5. The method of claim 4, wherein the performing the face recognition on the face region to obtain the identity information of the person corresponding to the face region comprises:

extracting first face features in the face region;

and comparing the first face features with second face features in a face feature library to obtain the figure identity information corresponding to the face region, wherein the figure identity information is marked on the second face features in the face feature library.

6. The method of claim 4, wherein the performing pedestrian detection on the n frames of video image frames to obtain the human figure characteristics in the n frames of video image frames further comprises:

carrying out the pedestrian detection on the n frames of video image frames to obtain a character region frame in the n frames of video image frames;

and extracting the figure feature of the figure region frame to obtain the figure feature of the n frames of video image frames.

7. The method of claim 6, wherein before the extracting the body feature of the human figure region frame, the method further comprises:

matching the human face area in the n frames of video image frames with the human figure area frame to obtain a first matching relation;

and determining a second matching relation between the person identity information and the person region frame according to the person identity information corresponding to the face region and the first matching relation.

8. The method of claim 7, wherein the extracting the body feature of the human figure region frame comprises:

according to the second matching relation, extracting the first body characteristic in the first person area frame for the first person area frame matched with the person identity information;

and for a second character area frame which is not matched with the character identity information, extracting the second body characteristics in the second character area frame.

9. The method of claim 7, wherein the matching the face region and the person region box in the n frames of video image frames to obtain a first matching relationship comprises:

and obtaining the first matching relation according to the overlapping degree relation between the human face area and the human figure area frame in the n frames of video image frames.

10. The method according to any one of claims 1 to 3, wherein said obtaining n video image frames from the target video comprises:

and acquiring the video image frames from the target video at preset time intervals to obtain the n frames of video image frames.

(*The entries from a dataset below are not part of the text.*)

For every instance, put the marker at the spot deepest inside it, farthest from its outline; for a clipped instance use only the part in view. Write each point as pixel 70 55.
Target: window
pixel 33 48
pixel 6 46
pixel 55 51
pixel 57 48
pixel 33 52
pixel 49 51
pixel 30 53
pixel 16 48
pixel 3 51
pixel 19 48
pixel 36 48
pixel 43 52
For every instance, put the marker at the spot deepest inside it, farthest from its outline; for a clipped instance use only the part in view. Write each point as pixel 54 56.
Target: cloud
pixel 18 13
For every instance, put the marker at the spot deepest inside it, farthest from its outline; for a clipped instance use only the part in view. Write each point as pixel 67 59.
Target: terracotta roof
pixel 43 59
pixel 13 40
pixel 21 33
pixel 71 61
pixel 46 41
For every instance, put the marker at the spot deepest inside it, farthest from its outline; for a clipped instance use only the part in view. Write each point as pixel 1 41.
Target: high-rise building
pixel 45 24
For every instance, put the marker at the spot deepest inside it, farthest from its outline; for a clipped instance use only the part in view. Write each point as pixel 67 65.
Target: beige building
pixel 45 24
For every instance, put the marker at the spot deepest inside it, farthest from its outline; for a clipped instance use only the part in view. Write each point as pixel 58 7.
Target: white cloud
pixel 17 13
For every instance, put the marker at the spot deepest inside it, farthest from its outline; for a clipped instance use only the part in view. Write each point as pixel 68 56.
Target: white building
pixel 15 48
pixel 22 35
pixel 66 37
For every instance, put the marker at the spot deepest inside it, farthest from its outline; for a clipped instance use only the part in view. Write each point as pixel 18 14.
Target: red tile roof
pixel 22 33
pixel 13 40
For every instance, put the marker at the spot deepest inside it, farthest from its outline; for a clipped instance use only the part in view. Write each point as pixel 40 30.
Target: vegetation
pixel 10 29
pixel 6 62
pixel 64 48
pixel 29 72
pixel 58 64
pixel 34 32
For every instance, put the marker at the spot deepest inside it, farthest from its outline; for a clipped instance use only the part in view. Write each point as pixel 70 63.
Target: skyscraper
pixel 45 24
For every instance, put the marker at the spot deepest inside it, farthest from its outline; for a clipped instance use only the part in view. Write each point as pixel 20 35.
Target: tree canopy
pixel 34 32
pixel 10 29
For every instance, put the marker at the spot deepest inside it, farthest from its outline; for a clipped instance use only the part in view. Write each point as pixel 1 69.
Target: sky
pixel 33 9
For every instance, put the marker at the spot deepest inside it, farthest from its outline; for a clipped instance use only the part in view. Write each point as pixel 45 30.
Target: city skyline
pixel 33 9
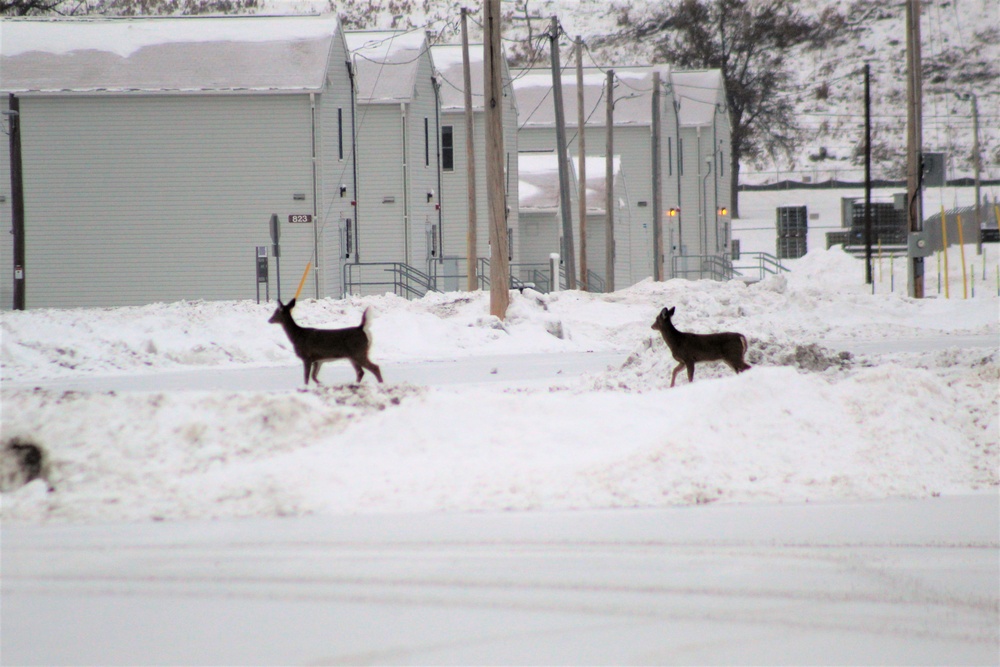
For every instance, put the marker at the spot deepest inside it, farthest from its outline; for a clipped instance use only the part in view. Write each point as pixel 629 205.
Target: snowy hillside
pixel 961 54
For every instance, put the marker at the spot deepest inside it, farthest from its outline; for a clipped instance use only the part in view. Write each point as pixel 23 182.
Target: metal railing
pixel 757 266
pixel 402 279
pixel 701 267
pixel 595 283
pixel 539 273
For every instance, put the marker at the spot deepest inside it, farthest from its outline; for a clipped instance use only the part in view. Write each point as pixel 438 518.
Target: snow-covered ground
pixel 375 520
pixel 564 405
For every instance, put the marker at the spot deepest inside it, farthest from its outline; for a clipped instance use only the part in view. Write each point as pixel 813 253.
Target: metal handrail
pixel 539 276
pixel 595 283
pixel 765 264
pixel 406 281
pixel 712 267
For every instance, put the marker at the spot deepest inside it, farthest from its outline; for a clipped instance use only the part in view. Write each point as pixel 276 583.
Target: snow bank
pixel 808 422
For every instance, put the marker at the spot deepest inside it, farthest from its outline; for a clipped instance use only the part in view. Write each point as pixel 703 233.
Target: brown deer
pixel 314 346
pixel 689 348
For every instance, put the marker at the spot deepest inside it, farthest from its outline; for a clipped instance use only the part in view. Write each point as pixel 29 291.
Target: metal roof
pixel 386 64
pixel 188 54
pixel 448 62
pixel 699 93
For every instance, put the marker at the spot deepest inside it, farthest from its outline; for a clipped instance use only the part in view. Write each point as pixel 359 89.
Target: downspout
pixel 316 265
pixel 437 144
pixel 406 186
pixel 715 160
pixel 680 162
pixel 702 182
pixel 354 162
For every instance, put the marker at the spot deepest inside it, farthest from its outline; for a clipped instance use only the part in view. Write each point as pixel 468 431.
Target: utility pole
pixel 17 196
pixel 609 184
pixel 914 144
pixel 471 242
pixel 657 195
pixel 975 163
pixel 581 121
pixel 499 262
pixel 868 176
pixel 569 251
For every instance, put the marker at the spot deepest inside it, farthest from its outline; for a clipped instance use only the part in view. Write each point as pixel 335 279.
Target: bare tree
pixel 749 41
pixel 124 7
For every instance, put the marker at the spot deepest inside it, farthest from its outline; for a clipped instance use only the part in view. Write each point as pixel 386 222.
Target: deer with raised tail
pixel 689 348
pixel 314 346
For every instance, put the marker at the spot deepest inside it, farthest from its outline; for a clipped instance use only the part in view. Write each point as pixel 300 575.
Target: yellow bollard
pixel 961 249
pixel 303 281
pixel 944 244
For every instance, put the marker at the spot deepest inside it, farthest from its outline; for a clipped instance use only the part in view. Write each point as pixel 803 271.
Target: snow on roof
pixel 256 53
pixel 633 90
pixel 386 63
pixel 448 62
pixel 538 181
pixel 698 92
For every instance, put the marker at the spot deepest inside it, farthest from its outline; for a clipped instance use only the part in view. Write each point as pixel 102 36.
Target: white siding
pixel 6 240
pixel 336 169
pixel 131 200
pixel 455 197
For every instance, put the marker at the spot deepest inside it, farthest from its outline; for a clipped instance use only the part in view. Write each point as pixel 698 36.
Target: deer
pixel 315 346
pixel 689 348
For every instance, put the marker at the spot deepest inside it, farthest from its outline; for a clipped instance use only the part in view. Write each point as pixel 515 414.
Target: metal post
pixel 569 251
pixel 609 183
pixel 914 144
pixel 582 156
pixel 657 196
pixel 471 241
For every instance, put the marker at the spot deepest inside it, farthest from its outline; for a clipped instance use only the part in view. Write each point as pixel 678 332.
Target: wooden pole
pixel 868 176
pixel 609 184
pixel 914 143
pixel 471 240
pixel 657 195
pixel 499 262
pixel 569 250
pixel 17 200
pixel 582 153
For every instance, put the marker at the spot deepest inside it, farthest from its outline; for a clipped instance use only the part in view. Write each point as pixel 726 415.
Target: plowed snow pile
pixel 810 421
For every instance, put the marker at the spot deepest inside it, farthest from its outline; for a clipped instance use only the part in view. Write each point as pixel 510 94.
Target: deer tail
pixel 366 324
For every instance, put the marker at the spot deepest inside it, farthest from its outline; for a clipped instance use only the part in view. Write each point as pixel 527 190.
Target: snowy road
pixel 891 582
pixel 490 370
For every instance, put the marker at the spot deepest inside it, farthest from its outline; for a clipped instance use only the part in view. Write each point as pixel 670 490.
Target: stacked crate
pixel 793 227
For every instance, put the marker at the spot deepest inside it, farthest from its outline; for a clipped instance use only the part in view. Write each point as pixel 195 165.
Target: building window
pixel 448 148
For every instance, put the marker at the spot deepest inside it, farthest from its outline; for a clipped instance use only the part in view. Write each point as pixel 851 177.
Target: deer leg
pixel 367 363
pixel 676 371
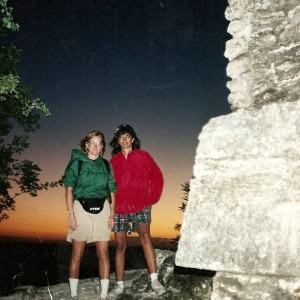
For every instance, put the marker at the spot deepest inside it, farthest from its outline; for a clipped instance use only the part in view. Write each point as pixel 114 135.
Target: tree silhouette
pixel 19 111
pixel 186 190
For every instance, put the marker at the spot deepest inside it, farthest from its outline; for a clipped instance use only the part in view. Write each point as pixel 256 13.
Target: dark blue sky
pixel 157 65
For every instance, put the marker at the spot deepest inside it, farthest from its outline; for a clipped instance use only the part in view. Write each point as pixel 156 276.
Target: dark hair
pixel 89 136
pixel 122 129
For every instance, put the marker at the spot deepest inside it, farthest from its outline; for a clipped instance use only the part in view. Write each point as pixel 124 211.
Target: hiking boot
pixel 115 292
pixel 157 287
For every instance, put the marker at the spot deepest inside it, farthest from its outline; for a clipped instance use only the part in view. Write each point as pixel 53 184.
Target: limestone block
pixel 243 213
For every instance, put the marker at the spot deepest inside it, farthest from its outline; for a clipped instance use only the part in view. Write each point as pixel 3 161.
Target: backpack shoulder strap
pixel 107 165
pixel 80 162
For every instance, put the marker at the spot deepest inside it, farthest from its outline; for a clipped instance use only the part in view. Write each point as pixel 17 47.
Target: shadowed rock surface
pixel 181 284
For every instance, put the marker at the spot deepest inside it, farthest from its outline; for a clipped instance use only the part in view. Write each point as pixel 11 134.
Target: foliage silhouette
pixel 17 111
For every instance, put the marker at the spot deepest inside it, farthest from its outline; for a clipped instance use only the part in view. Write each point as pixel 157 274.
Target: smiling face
pixel 94 147
pixel 125 141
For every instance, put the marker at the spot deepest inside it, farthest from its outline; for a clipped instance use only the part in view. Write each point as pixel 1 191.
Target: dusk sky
pixel 156 65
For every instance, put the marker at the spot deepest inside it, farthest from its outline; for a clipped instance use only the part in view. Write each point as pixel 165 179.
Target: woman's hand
pixel 111 221
pixel 72 222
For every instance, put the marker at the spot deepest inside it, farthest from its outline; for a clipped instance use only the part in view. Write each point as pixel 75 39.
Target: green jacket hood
pixel 78 154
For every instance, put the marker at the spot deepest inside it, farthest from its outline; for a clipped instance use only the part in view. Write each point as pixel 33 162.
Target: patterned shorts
pixel 122 222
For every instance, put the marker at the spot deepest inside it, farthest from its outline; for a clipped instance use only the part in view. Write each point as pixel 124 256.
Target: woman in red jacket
pixel 139 186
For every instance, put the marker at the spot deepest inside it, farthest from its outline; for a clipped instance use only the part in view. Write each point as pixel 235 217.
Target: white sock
pixel 104 287
pixel 73 286
pixel 153 276
pixel 120 284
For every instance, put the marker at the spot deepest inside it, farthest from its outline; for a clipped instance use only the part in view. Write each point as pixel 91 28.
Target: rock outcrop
pixel 243 214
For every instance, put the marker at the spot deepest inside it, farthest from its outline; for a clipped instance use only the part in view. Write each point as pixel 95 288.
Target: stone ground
pixel 180 286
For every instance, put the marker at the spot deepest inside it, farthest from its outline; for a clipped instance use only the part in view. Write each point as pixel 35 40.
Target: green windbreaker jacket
pixel 91 182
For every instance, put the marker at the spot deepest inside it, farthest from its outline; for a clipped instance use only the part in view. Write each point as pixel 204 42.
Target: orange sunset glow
pixel 45 217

11. The method according to any one of claims 1 to 3, wherein after determining the video subject character of the target video in combination with the re-recognition result, the method further comprises:

generating a recommendation message according to the video subject person, wherein the recommendation message is used for recommending the target video;

determining a target account of the video subject character in the interest portrait, wherein the interest portrait is generated according to a video watching record of the target account;

and sending the recommendation message to the target account.

12. An apparatus for identifying a person as a subject of a video, the apparatus comprising:

13. A computer device comprising a processor and a memory, the memory having stored therein at least one instruction, at least one program, a set of codes, or a set of instructions, the at least one instruction, the at least one program, the set of codes, or the set of instructions being loaded and executed by the processor to implement the apparatus for identifying a subject person of video according to any one of claims 1 to 11.

14. A computer-readable storage medium, having stored therein at least one instruction, at least one program, a set of codes, or a set of instructions, which is loaded and executed by a processor to implement the apparatus for identifying a subject person of video according to any one of claims 1 to 11.